Here’s a guest post from Rob Symes, who has just made a documentary film called Outside View on sports and data:
“When the Houston Astros take the baseball field for Jackie Robinson day on April 16, a former NASA engineer will be paying close attention. Sig Mejdal, the Astros’ Director of Decision Sciences, is the embodiment of a ten-year revolution sparked by Michael Lewis’s bestseller Moneyball. The Astros, the team with the lowest payroll in baseball, rely on Mejdal’s statistics to help them find undervalued players.
But while people analytics has been embraced by sport, as Soccernomics fans are surely aware, it has largely been ignored by business. Seventy per cent of NBA teams employ data-savvy analysts to advise on recruiting decisions but only ten per cent of HR professionals in FTSE 100 companies have a numerate degree.
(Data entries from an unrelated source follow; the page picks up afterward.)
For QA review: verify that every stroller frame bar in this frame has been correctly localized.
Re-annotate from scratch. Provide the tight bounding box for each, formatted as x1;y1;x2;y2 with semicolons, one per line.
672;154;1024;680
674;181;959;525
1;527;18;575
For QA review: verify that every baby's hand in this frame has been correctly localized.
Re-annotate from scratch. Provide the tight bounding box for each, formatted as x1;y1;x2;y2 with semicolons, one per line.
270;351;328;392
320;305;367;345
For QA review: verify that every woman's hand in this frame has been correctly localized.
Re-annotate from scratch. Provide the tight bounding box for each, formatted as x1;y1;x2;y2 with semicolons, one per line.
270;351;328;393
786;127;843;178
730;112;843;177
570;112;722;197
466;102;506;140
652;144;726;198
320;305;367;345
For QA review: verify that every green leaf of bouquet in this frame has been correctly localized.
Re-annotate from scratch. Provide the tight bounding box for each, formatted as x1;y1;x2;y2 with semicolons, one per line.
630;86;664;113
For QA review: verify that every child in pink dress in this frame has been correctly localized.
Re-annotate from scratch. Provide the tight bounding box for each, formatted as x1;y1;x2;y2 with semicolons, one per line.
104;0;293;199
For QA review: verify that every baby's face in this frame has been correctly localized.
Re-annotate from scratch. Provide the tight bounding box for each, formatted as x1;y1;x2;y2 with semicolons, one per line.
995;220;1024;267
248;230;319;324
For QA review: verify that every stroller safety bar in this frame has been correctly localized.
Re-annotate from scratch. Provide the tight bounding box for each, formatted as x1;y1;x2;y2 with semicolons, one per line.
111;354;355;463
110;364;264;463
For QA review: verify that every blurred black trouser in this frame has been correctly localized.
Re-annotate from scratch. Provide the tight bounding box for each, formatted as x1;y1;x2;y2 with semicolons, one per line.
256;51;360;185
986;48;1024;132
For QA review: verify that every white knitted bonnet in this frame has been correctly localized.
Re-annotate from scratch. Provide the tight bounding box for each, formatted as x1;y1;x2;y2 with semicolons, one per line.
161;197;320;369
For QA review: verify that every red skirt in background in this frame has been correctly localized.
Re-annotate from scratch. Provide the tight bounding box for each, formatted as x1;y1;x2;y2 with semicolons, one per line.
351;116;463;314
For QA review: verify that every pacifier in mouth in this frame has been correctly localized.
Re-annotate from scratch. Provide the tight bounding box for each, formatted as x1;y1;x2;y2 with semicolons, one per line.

As Nobel Prize Winner Daniel Kahneman says in the upcoming documentary The Outside View, one of the keys to good decision-making is to let statistics “not humans make the final decision.” However, while Amazon’s use of data analytics has transformed e-commerce, and companies like Dupont Pioneer are increasingly using data to make the agricultural industry more efficient, data rarely influences companies’ hiring decisions. As Kevin Roberts, the CEO of Saatchi and Saatchi says in the documentary when hiring candidates, “you don’t measure it, you smell it, you sniff it.”
Rob Symes, the presenter of Outside View (which focuses on the gap between the use of data analytics in sport and business) says: ‘When hiring, companies in the FTSE 100 must embrace data analytics or risk being superseded by more technologically savvy upstarts.’
The fact is that as the Houston Astros make player selections this year, they are unlikely to be making them solely, as Jack Welch once said, from the gut.